The minister restated that the government would ensure the release of the no fewer than 113 of the schoolgirls still with the terrorists through negotiations or exchanging the girls with detained Boko Haram members.
She stated, “Negotiations are ongoing to exchange the remaining girls with Boko Haram detainees, we can’t afford to keep them any longer.
“We have no apologies or regrets whatsoever for exchanging Boko Haram detainees for our daughters. We’ll do it again if needed.”
Alhassan added that arrangements were already being made to transport the actual parents of the girls to Abuja once they identified their daughters among the pictures of the girls sent to Chibok through the chairman of the community.
She stated, “The parents and the 82 girls will soon unite in a couple of days, but it will have to be well planned. It is not going to be easy to transport all 82 parents. That is 164 persons. Transportation and security have to be provided because the number is quite large, and you all know how sensitive Borno State is at the moment”.
The minister stated that the 21 girls, who were released in October, 2016, had been re-united with the 82 girls.
“Yesterday (Wednesday), we took the first set of 21 girls to visit the 82 girls at the medical facilities where the 82 girls are being treated to reassure them that all is well,” she said.
Osinbajo heads rehabilitation committee
Alhassan added that once the 82 girls completed their medical treatment, they would undergo the rehabilitation and integration processes which the 21 initially rescued girls were undergoing.
She disclosed that the committee on the rehabilitation and reintegration of the Chibok girls would be headed by Acting President Yemi Osinbajo.
The minister also disclosed that one of the 21 girls had asked for permission to visit her family and had been allowed to go and expected back in two weeks.
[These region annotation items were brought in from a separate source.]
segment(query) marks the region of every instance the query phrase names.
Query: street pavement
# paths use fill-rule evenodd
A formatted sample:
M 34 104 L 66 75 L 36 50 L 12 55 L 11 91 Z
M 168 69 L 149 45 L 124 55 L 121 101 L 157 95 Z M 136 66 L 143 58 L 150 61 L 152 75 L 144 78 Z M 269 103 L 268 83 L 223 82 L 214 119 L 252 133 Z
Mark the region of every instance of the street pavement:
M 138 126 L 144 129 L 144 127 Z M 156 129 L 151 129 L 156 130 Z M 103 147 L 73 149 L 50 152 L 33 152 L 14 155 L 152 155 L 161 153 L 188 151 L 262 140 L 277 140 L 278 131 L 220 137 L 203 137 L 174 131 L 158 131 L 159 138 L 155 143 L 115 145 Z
Girls have bullet fragments in their bodies
Alhassan added that some of the girls still had bullet or blast fragments in their bodies.
The minister was quoted as saying this during an interview with CNN when the news agency visited the hostel where the 21 girls, who were rescued in October last year, live.
The report read in part, “But behind their smiles and brightly coloured clothes lurk memories of their dark past. One of them was absent to remove shrapnel still embedded in her body, Alhassan said.
“CNN was told that some of them had shrapnel wounds from their time with Boko Haram and some still have shrapnel in their bodies that need to be removed. But no further details were given about how many of them are being treated for this.”
“Three of the rescued girls told CNN that they were happy with their living conditions.”
One of the girls, Rebecca Mallum, said they all took part in a structured programme that started with breakfast, vocational training and classes that included Chemistry and English but there’s also time to pray and unwind with games.
She said, “I really enjoy tailoring and catering. I want to be a doctor in the future because I want to help people.”
Another girl, Helen Musa, said she began her day with a prayer along with others. After breakfast, she says she cleans her room, goes to class and plays handball during her downtime.
She said, “I want to be a doctor. I want to help so many people who are not feeling fine. I like Biology, Chemistry.”
Agnes Gabani, 19, said she was happy at the facility and enjoyed her classes.
“I like to do Agriculture, Biology, English, games. I want to be a doctor in future. Many people are dying and I want to help them to survive,” she said.
The minister said there were also remedial classes to help them catch up on the years of education they missed.